She immediately set her sights on other accomplishments and at a, hmm, mature age decided to become a proficient ballroom dancer.
It wasn’t good enough for my sister to become an okay dancer; she set her sights on international competition.
To reach this level of ability requires a high degree of fitness, flexibility and fluidity and, by her own admission, when she set out on this mission, Jill came up short on all three.
But as I mentioned above, Jill has a secret that she has called upon and used extensively to aid in her success throughout her entire life.
Jill’s secret is this: in whatever she sets out to do, SHE WORKS AT IT.
My sister understands that the secret to getting better at anything is practice; regular, consistent and recurring practice. She long ago learned that The Habit of Working At It is a sure way of incrementally making progress at whatever we set out to do.
Seldom do we experience quantum gains in our abilities. Improvements in skills are usually incremental – one teeny bit at a time – and it is the constant accumulation of these teeny bits that lead to the genius level performances we witness when we observe world-class performers ply their trade.
Jill has been dancing competitively for the past year and to get there she has spent several years paying the price of consistently working at it. Her abilities have improved, little by little, to the point where she is now “good enough to compete, just not good enough to win…yet.”
My nephew Michael recently told me he is teaching himself how to play the guitar. He’s experiencing the same results as his mom. His practice is regular and consistent and, as a result, he is now regularly experiencing tiny little improvements and aha moments resulting from his commitment to The Habit of Working At It.

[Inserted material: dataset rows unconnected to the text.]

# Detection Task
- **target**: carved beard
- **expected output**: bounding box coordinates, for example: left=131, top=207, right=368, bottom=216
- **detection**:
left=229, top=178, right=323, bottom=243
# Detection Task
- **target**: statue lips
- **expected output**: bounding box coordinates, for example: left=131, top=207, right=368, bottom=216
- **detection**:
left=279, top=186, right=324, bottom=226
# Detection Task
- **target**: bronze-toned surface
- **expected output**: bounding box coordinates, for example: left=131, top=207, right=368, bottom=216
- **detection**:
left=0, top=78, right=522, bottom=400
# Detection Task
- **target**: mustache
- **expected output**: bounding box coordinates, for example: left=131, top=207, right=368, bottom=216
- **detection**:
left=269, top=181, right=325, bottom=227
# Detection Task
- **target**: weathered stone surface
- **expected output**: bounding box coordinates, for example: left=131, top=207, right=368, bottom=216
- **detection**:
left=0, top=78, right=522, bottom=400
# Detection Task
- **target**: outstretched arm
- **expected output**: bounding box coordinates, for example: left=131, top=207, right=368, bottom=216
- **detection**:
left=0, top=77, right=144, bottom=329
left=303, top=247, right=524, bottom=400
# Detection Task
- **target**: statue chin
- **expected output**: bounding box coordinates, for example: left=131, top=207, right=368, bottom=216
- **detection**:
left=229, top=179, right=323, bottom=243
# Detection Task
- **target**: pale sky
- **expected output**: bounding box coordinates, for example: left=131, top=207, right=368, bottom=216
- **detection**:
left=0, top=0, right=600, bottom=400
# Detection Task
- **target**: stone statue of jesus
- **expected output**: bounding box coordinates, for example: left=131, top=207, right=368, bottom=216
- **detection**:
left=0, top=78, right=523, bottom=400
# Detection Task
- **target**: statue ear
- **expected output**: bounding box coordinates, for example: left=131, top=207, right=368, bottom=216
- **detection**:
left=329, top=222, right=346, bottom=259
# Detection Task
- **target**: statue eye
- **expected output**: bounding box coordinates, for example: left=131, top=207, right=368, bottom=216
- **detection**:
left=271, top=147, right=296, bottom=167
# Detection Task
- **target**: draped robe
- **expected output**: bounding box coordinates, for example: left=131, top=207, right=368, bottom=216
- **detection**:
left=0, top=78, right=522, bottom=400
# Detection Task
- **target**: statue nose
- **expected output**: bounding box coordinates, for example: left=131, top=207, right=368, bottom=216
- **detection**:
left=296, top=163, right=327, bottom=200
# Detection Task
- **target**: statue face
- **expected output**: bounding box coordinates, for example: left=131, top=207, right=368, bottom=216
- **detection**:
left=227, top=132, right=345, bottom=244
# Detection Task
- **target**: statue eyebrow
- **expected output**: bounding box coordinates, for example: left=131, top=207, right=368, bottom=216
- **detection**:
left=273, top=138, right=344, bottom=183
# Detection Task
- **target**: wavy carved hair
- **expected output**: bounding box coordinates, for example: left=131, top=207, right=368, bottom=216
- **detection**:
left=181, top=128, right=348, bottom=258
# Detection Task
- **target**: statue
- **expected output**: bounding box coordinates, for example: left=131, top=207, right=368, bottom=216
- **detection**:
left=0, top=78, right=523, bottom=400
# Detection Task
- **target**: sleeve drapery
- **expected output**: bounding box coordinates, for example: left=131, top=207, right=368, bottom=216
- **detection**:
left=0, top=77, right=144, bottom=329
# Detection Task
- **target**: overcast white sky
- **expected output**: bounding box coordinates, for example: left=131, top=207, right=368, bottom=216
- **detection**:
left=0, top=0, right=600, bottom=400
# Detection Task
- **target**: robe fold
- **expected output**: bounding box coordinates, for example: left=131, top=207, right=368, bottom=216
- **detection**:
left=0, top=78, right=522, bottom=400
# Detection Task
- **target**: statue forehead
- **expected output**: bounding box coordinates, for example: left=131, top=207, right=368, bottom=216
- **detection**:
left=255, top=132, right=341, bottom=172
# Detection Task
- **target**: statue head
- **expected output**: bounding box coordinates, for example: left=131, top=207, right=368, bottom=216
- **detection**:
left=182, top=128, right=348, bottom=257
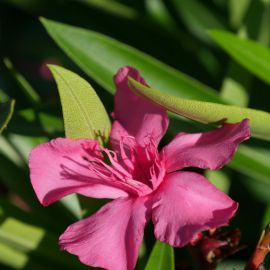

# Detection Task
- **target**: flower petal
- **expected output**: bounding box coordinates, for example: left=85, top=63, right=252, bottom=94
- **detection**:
left=60, top=197, right=150, bottom=270
left=111, top=67, right=168, bottom=147
left=152, top=172, right=238, bottom=247
left=29, top=138, right=132, bottom=205
left=163, top=119, right=250, bottom=172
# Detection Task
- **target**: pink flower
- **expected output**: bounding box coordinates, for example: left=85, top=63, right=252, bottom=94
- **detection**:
left=29, top=67, right=250, bottom=270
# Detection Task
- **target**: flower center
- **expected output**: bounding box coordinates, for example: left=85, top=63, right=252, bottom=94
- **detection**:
left=85, top=136, right=165, bottom=196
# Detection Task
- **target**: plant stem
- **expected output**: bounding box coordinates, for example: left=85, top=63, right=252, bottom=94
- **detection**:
left=245, top=224, right=270, bottom=270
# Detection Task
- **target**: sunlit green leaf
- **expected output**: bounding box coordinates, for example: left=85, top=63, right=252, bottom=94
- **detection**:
left=129, top=78, right=270, bottom=140
left=145, top=241, right=175, bottom=270
left=41, top=19, right=220, bottom=102
left=50, top=65, right=111, bottom=143
left=210, top=31, right=270, bottom=84
left=0, top=100, right=15, bottom=133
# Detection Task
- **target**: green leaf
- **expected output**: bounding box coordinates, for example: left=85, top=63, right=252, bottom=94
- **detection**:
left=49, top=65, right=111, bottom=143
left=145, top=241, right=175, bottom=270
left=210, top=31, right=270, bottom=84
left=41, top=19, right=221, bottom=102
left=4, top=58, right=40, bottom=105
left=129, top=78, right=270, bottom=140
left=0, top=100, right=15, bottom=133
left=172, top=0, right=225, bottom=41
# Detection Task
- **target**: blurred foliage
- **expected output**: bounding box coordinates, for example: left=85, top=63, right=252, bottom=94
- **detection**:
left=0, top=0, right=270, bottom=270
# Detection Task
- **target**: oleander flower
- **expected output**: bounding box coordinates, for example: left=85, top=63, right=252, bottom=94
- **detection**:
left=29, top=67, right=250, bottom=270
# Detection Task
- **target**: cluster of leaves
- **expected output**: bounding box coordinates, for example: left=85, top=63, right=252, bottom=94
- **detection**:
left=0, top=0, right=270, bottom=270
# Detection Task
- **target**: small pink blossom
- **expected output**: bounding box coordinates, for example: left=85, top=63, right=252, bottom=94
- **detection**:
left=29, top=67, right=250, bottom=270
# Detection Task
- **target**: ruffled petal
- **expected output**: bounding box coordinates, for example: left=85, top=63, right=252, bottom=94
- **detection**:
left=29, top=138, right=132, bottom=205
left=163, top=119, right=250, bottom=172
left=152, top=172, right=238, bottom=247
left=111, top=67, right=168, bottom=147
left=60, top=197, right=150, bottom=270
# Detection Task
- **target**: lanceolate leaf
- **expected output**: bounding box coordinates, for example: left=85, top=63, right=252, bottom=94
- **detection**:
left=129, top=78, right=270, bottom=140
left=210, top=31, right=270, bottom=84
left=49, top=65, right=111, bottom=143
left=0, top=100, right=15, bottom=133
left=39, top=19, right=270, bottom=186
left=145, top=241, right=175, bottom=270
left=41, top=19, right=221, bottom=102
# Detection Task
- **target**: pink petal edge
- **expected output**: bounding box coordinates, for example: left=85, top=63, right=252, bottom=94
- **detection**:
left=163, top=119, right=250, bottom=172
left=60, top=197, right=150, bottom=270
left=152, top=171, right=238, bottom=247
left=29, top=138, right=131, bottom=206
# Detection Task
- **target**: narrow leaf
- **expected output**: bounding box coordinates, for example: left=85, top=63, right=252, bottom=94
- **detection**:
left=41, top=18, right=221, bottom=102
left=0, top=100, right=15, bottom=133
left=49, top=65, right=111, bottom=140
left=172, top=0, right=226, bottom=41
left=210, top=31, right=270, bottom=84
left=129, top=78, right=270, bottom=140
left=145, top=241, right=174, bottom=270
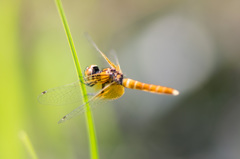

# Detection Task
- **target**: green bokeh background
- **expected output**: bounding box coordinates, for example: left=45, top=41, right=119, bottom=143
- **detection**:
left=0, top=0, right=240, bottom=159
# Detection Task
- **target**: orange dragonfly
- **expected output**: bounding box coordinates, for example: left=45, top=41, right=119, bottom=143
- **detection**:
left=38, top=37, right=179, bottom=123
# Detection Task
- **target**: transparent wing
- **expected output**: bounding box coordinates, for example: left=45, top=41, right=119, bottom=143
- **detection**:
left=58, top=82, right=115, bottom=124
left=38, top=81, right=88, bottom=105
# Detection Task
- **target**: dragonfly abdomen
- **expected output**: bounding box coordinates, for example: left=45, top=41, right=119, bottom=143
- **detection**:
left=123, top=78, right=179, bottom=95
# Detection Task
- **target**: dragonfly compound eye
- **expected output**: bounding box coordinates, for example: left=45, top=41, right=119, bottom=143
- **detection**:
left=85, top=65, right=100, bottom=76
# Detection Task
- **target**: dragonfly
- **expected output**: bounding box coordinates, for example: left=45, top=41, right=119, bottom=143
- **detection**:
left=38, top=37, right=179, bottom=123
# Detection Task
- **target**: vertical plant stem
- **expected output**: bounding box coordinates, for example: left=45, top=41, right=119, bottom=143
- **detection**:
left=19, top=131, right=38, bottom=159
left=56, top=0, right=99, bottom=159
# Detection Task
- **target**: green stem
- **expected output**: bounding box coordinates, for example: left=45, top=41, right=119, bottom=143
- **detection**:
left=56, top=0, right=99, bottom=159
left=19, top=131, right=38, bottom=159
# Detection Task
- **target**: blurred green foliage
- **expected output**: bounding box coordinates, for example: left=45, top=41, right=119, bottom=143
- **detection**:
left=0, top=0, right=240, bottom=159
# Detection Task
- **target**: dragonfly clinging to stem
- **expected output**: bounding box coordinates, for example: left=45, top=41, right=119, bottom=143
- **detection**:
left=38, top=36, right=179, bottom=123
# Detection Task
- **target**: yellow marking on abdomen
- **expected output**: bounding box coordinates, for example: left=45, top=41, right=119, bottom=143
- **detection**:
left=123, top=78, right=179, bottom=95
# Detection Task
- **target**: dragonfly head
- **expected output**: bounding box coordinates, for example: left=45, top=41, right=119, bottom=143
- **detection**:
left=84, top=65, right=100, bottom=77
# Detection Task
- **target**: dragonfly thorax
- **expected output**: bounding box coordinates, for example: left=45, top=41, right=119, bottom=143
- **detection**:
left=84, top=65, right=100, bottom=77
left=102, top=68, right=123, bottom=85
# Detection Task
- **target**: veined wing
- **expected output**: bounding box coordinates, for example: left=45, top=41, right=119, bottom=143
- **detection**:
left=58, top=82, right=115, bottom=124
left=38, top=81, right=88, bottom=105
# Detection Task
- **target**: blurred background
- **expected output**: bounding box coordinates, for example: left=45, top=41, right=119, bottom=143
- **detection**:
left=0, top=0, right=240, bottom=159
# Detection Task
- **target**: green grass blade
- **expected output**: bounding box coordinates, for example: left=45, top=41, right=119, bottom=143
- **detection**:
left=19, top=131, right=38, bottom=159
left=56, top=0, right=99, bottom=159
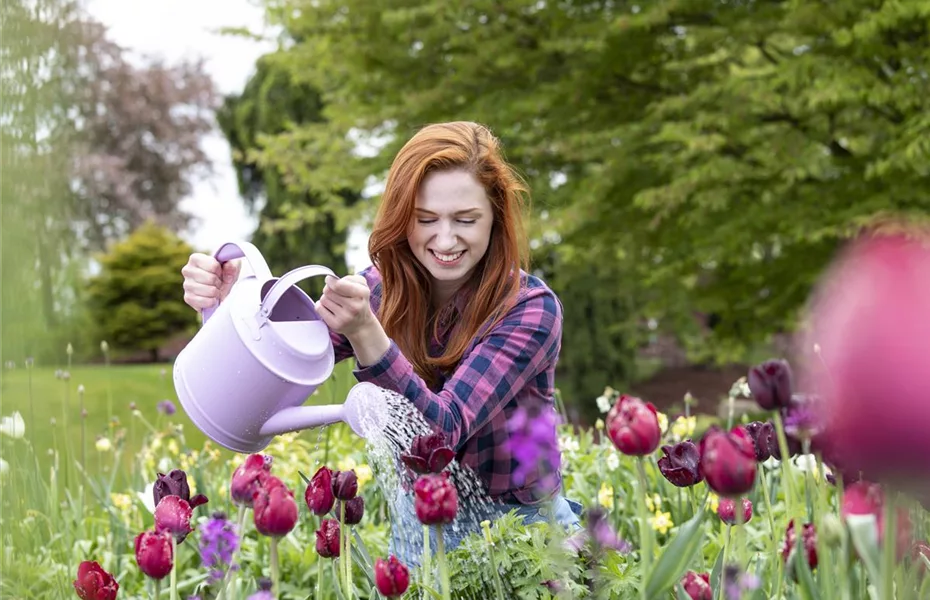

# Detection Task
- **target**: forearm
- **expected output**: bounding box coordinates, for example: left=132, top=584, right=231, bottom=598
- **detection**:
left=346, top=319, right=391, bottom=367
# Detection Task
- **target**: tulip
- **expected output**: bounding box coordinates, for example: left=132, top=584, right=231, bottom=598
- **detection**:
left=700, top=425, right=756, bottom=497
left=840, top=481, right=911, bottom=558
left=607, top=394, right=662, bottom=456
left=155, top=496, right=193, bottom=544
left=744, top=421, right=779, bottom=462
left=336, top=496, right=365, bottom=525
left=717, top=498, right=752, bottom=525
left=400, top=433, right=455, bottom=475
left=803, top=225, right=930, bottom=495
left=681, top=571, right=714, bottom=600
left=252, top=475, right=297, bottom=537
left=781, top=519, right=817, bottom=569
left=658, top=440, right=704, bottom=487
left=74, top=560, right=119, bottom=600
left=152, top=469, right=208, bottom=509
left=136, top=530, right=174, bottom=579
left=333, top=471, right=358, bottom=500
left=229, top=454, right=272, bottom=506
left=375, top=556, right=410, bottom=598
left=413, top=472, right=459, bottom=525
left=747, top=359, right=794, bottom=410
left=304, top=466, right=336, bottom=516
left=316, top=519, right=339, bottom=558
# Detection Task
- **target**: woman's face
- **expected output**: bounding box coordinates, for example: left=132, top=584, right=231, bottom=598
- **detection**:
left=407, top=170, right=494, bottom=302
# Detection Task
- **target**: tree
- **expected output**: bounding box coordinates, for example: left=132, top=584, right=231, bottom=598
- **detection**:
left=246, top=0, right=930, bottom=360
left=88, top=222, right=197, bottom=361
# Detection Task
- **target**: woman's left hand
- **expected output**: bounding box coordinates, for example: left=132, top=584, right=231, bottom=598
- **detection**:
left=316, top=275, right=377, bottom=337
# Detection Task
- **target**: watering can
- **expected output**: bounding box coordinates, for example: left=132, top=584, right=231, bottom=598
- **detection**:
left=174, top=242, right=385, bottom=453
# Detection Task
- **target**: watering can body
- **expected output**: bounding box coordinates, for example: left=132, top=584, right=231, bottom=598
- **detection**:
left=174, top=242, right=345, bottom=453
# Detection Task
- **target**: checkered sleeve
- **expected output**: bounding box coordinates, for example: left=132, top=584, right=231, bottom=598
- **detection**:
left=355, top=288, right=562, bottom=450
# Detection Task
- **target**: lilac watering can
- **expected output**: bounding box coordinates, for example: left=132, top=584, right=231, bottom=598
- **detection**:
left=174, top=242, right=384, bottom=453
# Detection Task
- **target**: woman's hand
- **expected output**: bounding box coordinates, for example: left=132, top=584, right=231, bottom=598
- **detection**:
left=181, top=252, right=241, bottom=311
left=316, top=275, right=377, bottom=338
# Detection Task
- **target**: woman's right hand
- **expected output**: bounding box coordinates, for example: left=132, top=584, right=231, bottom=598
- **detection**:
left=181, top=252, right=241, bottom=312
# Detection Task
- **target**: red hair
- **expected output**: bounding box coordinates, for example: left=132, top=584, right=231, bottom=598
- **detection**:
left=368, top=122, right=529, bottom=386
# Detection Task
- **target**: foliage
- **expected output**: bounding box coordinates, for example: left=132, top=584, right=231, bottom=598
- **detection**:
left=243, top=0, right=930, bottom=359
left=88, top=223, right=197, bottom=361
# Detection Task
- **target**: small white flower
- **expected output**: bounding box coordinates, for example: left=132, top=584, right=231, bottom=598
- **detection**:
left=0, top=411, right=26, bottom=439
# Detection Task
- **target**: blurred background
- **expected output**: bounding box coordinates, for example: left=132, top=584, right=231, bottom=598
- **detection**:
left=0, top=0, right=930, bottom=432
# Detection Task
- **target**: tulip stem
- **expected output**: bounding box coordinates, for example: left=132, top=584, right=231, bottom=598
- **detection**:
left=436, top=525, right=452, bottom=600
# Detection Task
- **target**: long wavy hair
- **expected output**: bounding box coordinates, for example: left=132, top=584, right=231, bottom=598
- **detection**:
left=368, top=122, right=529, bottom=387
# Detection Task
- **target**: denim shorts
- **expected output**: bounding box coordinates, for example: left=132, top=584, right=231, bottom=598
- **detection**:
left=390, top=491, right=582, bottom=567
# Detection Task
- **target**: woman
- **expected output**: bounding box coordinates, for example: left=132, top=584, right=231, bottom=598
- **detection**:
left=182, top=122, right=580, bottom=564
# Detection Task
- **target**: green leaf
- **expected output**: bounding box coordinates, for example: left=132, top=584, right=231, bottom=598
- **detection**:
left=646, top=509, right=704, bottom=598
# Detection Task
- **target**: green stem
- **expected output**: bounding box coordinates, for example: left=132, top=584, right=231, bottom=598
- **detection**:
left=636, top=456, right=652, bottom=600
left=436, top=525, right=452, bottom=600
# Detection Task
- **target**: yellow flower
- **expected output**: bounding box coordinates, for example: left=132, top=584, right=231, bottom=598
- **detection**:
left=597, top=481, right=614, bottom=510
left=355, top=464, right=372, bottom=489
left=656, top=412, right=668, bottom=435
left=649, top=511, right=675, bottom=534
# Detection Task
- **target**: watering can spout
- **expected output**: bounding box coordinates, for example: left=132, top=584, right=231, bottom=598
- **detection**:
left=260, top=383, right=387, bottom=439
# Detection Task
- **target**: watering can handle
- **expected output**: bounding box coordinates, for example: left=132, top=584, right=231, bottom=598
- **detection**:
left=259, top=265, right=336, bottom=319
left=201, top=242, right=271, bottom=323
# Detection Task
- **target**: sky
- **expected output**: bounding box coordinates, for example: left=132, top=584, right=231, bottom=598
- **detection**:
left=86, top=0, right=368, bottom=275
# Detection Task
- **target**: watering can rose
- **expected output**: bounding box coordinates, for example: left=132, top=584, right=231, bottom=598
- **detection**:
left=607, top=394, right=662, bottom=456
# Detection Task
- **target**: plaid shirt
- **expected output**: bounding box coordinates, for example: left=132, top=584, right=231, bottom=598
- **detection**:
left=331, top=266, right=562, bottom=504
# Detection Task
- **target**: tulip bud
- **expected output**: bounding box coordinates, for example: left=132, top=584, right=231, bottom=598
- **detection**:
left=700, top=425, right=756, bottom=497
left=229, top=454, right=272, bottom=506
left=74, top=560, right=119, bottom=600
left=717, top=498, right=752, bottom=525
left=136, top=530, right=174, bottom=579
left=155, top=496, right=193, bottom=544
left=658, top=440, right=704, bottom=487
left=316, top=519, right=339, bottom=558
left=375, top=556, right=410, bottom=598
left=252, top=475, right=297, bottom=537
left=413, top=472, right=459, bottom=525
left=681, top=571, right=714, bottom=600
left=333, top=471, right=358, bottom=500
left=607, top=394, right=662, bottom=456
left=304, top=467, right=336, bottom=515
left=747, top=359, right=793, bottom=410
left=336, top=496, right=365, bottom=525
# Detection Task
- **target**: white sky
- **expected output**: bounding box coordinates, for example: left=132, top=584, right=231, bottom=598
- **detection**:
left=85, top=0, right=368, bottom=275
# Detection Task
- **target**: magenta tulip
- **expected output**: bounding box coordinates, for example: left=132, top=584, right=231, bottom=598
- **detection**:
left=607, top=394, right=662, bottom=456
left=375, top=556, right=410, bottom=598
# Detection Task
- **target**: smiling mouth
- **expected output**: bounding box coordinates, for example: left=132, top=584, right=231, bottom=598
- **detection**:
left=429, top=250, right=465, bottom=263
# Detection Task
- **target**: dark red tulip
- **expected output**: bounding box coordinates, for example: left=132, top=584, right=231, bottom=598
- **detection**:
left=804, top=226, right=930, bottom=495
left=658, top=440, right=704, bottom=487
left=700, top=425, right=756, bottom=497
left=400, top=433, right=455, bottom=475
left=413, top=472, right=459, bottom=525
left=744, top=421, right=780, bottom=462
left=155, top=496, right=193, bottom=544
left=681, top=571, right=714, bottom=600
left=336, top=496, right=365, bottom=525
left=333, top=471, right=358, bottom=500
left=74, top=560, right=119, bottom=600
left=304, top=467, right=336, bottom=516
left=252, top=475, right=297, bottom=537
left=316, top=519, right=339, bottom=558
left=781, top=519, right=817, bottom=570
left=840, top=481, right=913, bottom=558
left=607, top=394, right=662, bottom=456
left=747, top=359, right=794, bottom=410
left=717, top=498, right=752, bottom=525
left=229, top=454, right=272, bottom=506
left=136, top=530, right=174, bottom=579
left=375, top=556, right=410, bottom=598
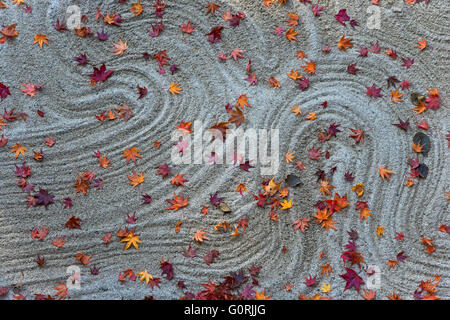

I really began to understand this concept a few years ago when I bought six new bookshelves for my office.
Naturally, I assumed they would arrive fully assembled and ready to be placed in their new permanent homes.
I was wrong and so I took it upon myself to assemble them.
It seemed easy enough; all I needed to do was follow the instructions and all would go well.
Except it didn’t.
Now I have to admit I’m not the handiest person was tools and I suspect at least 50% of the time required to assemble the first bookshelf was spent swearing at pieces of particle board, the store where I bought them and myself for assuming they would arrive assembled.
It took quite a while but eventually I was done and it looked exactly like the picture. The second one was a lot easier, with far fewer timeouts for cursing.
The third one came together with hardly any effort and by the time I assembled the sixth bookcase I considered myself to be in the expert category.
Ah, the incredible power behind The Habit of Working At It.
I had transitioned from ineptitude to professional in only six short bookshelves and, with mission accomplished, I stopped working at it.
About a month ago I added one more bookshelf to my collection. I was confident that this time assembling it would be a cinch. I had forgotten that skills are a “use or lose” phenomenon and struggled with this one as much as I had that first one several years ago.
My sister has just returned from a competition in Vienna. Unlike me with my bookshelves she has never stopped striving to become better and her constant advancements as a dancer serve as a powerful reminder to us all that The Habit of Working At It is often all that stands between mediocrity and genius.
Thanks for the lesson, Jill. Why didn’t you teach me this one years ago?
Let’s make a habit of meeting like this.